Maybe it's only because I finally have time to read it in its entirety, but this week's issue of the New Yorker is simply delightful, albeit in unexpected ways.

Titled "The Food Issue," there's more than just good food writing here. The first piece that really caught my attention was James Surowiecki's fine and timely essay on conventions and other megaevents: specifically, why cities like Boston, New York, and Athens, spend tremendous time, money, and other resources to attract big-name conventions when there's little in the way of dollar-for-dollar payoff. (I recently had a chance to watch Michael Moore's Roger and Me -- some of the saddest moments in Flint's history came when it unbelievably and unsuccessfully tried, after crippling GM layoffs, to reinvent itself as a tourist and convention destination.)

The food essays, however, really shine, especially as they very nearly toe the line between ordinary food writing and full-blown, abstract literary fabulism. When Jim Harrison writes of a 37 course lunch he enjoyed with fellow gourmands in the French countryside, complete with late-Renaissance recipes like delicately poached pig snouts and other various and sundry animal parts cooked in other animal's organs, the effect is less Nigella Lawson than Jorge Luis Borges -- or better yet, Poe. Calvin Trillin's terrific essay on snoek (a herring-like fish eaten by black South Africans) has a similar pulling-your-leg quality: I found that I frequently asked myself, Does this fish even exist?

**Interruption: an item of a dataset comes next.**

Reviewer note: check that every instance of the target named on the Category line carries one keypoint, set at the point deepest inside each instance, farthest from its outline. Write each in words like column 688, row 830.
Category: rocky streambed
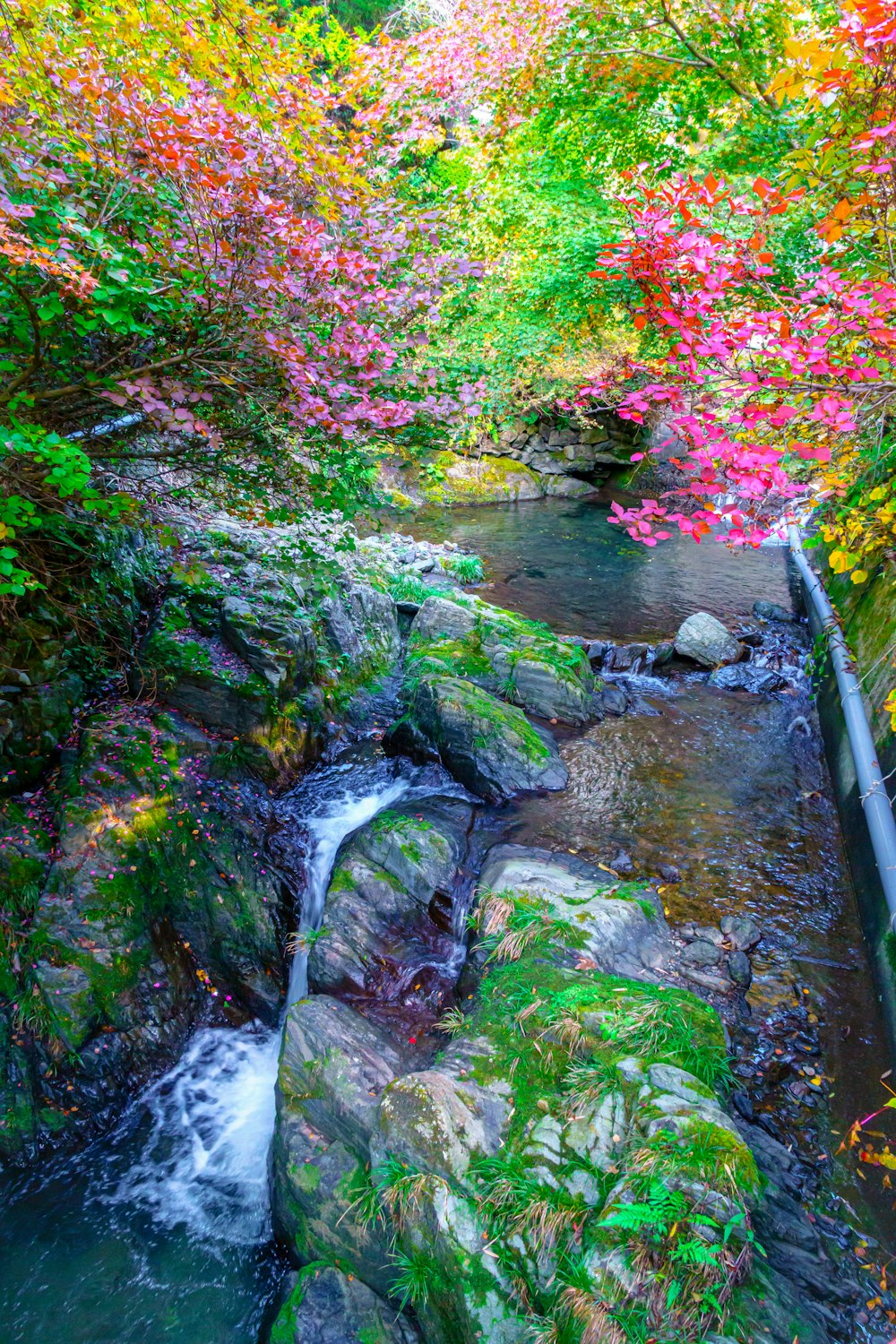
column 546, row 1064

Here food is less the ineradicable content of than the occasion for writing: despite (or perhaps because of) the lush details and descriptive acumen on display in the essays, the food itself is a cipher, a placeholder: it doesn't exist. Or at least it doesn't matter whether it exists or not. Madame Bovary has nothing on good food writing: its author knows that while food presents perhaps the ultimate satisfaction for desire, desire itself is better served by its object's absence than its presence. And what could we want more than the prolongation of desire itself?